The closing of Commons for its Cinderella-esque transformation (if Cinderella were a riches to more riches story) to the Schwarzman Center is more than just an inconvenience. No one (even Schwarzman himself) is really sure what the center is for, besides the nebulous terms of “student meeting spaces,” “state of the art technology” and “creative dining options,” which is just an excuse for them to put in a bar.

But even if you take the best-case scenario for the Schwarzman Center, which is that the new center will be a place to host prominent speakers, enhance existing student life and bring an outdoor cafe to Beinecke Plaza (per the Schwarzman Center’s Powerpoint, which asks us to imagine a lot of things), there’s still a question: Is the three-year tradeoff worth it?

The only memories I have of Commons are from my college visit and Bulldog Days. It was a place where you could run into anyone and everyone, sketched out with the edges of long wooden tables and accentuated by the colorful flags of the (then 12) residential colleges. Its sheer breadth seemed to swallow you whole, reminding you that above all, this is Yale. At Bulldog Days, I remember seeing it afresh when the sunlight ran out. The chandeliers were set aglow, the music blasted so loudly I thought my ears would burst, and students danced the night away, on the same long wooden tables that seemed so regal just hours before.

I think that the loss of Commons is much more than the loss of a Silliman-alternative. It’s daylight robbery, preventing three generations’ worth of Yalies from experiencing classwide traditions. This year’s Holiday dinner, rather than being a congregation of the Class of 2021, consisted of each half of the class trudging to Yale on York on different nights, all to stand in a stuffy room, holding onto flimsy paper plates. Because there weren’t any tables or chairs to eat at, whole lobsters and loaves of bread ended up stuffed in the trash. Many first years left the Holiday Dinner disappointed and hungry. It was a far cry from the tradition of a twinkling Commons. There, at least, you could sit down.

However, this doesn’t just affect the Holiday Dinner. It also affects the Harvard-Yale party (it’s odd how they opened up Commons for Harvard-Yale but not the First-Year Formal), Halloween celebration and the ability for everyone to access the First-Year Formal, whether it’s due to the sheer lack of tickets or the fact that tickets were cheaper when we didn’t have to rent out the Omni Hotel.

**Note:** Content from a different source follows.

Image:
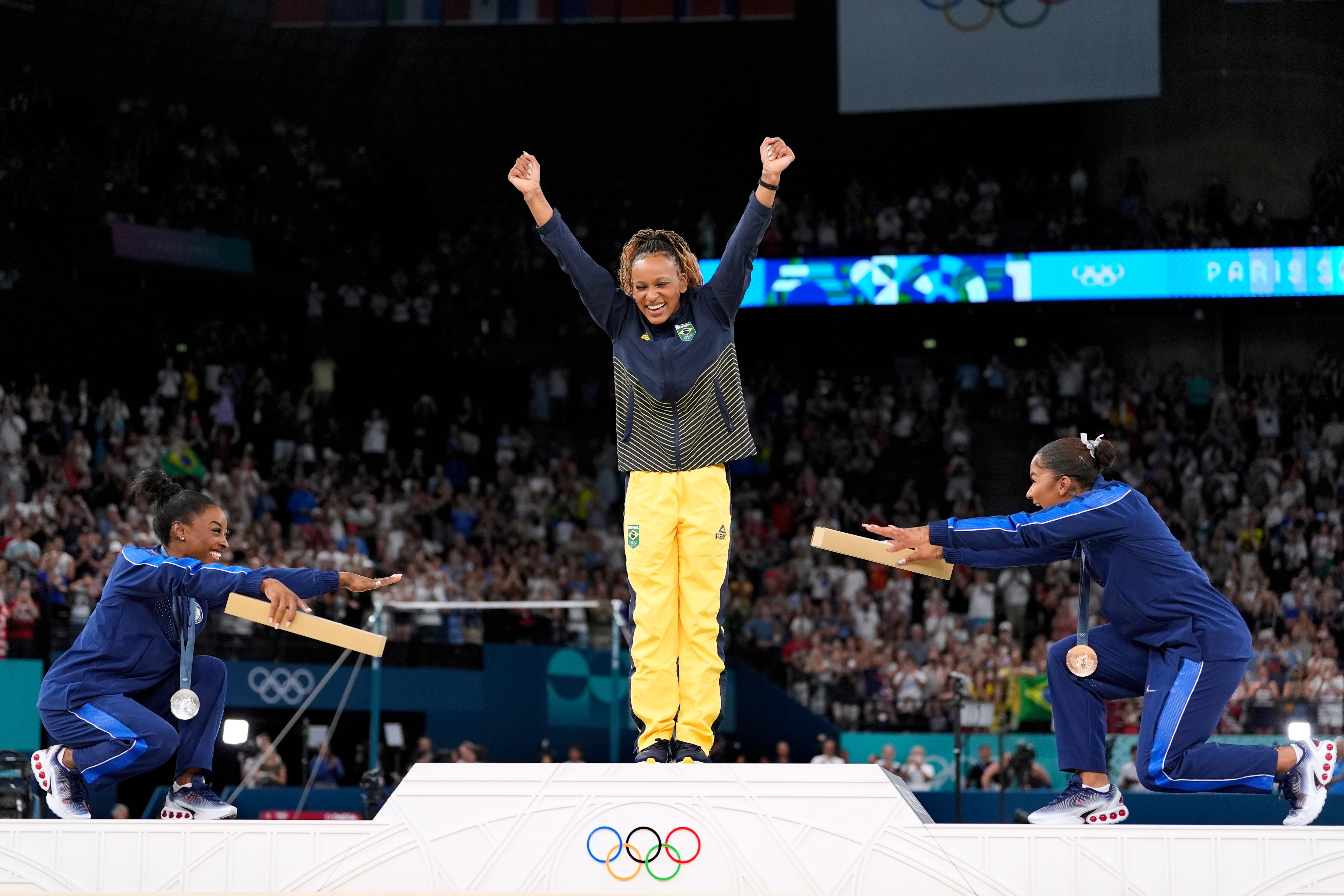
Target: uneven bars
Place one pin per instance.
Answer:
(488, 605)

As Yale students, we should value classwide events. They’re places where we can exchange embraces and pleasantries with people who fall outside the cocoons of our residential colleges and the routines of our daily schedules. We each experience Yale differently, but we’re bound by threads of similar experiences. Closing down Commons means three years where certain people will be excluded from the First-Year Formal and three years’ worth of lobster left rotting in dumpsters.

Also, it just seems counterintuitive that a $150 million renovation (the second largest donation in Yale history), is going to take three whole years to complete. Interesting, at best.

See you senior year, Commons. Or should I say, Schwarzman Center?